Optax is a gradient processing and optimization library for JAX. It is designed to facilitate research by providing building blocks that can be recombined in custom ways in order to optimise parametric models such as, but not limited to, deep neural networks.

Our goals are to

  • Provide readable, well-tested, efficient implementations of core components,

  • Improve researcher productivity by making it possible to combine low level ingredients into custom optimiser (or other gradient processing components).

  • Accelerate adoption of new ideas by making it easy for anyone to contribute.

We favour focusing on small composable building blocks that can be effectively combined into custom solutions. Others may build upon these basic components more complicated abstractions. Whenever reasonable, implementations prioritise readability and structuring code to match standard equations, over code reuse.

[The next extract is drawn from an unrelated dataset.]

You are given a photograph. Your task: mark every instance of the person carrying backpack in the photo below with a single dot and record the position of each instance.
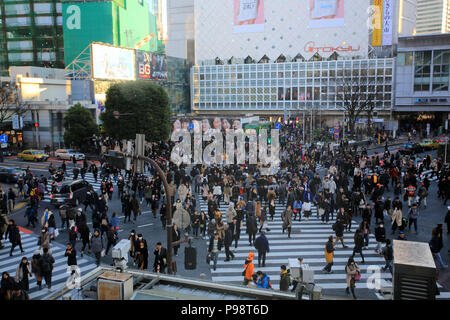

The latest release of Optax can be installed from PyPI using:

pip install optax

You may also install directly from GitHub, using the following command. This can be used to obtain the most recent version of Optax:

pip install git+git://github.com/google-deepmind/optax.git

Note that Optax is built on top of JAX. See here for instructions on installing JAX.


If you encounter issues with this software, please let us know by filing an issue on our issue tracker. We are also happy to receive bug fixes and other contributions. For more information of how to contribute, please see the development guide.


Optax is licensed under the Apache 2.0 License.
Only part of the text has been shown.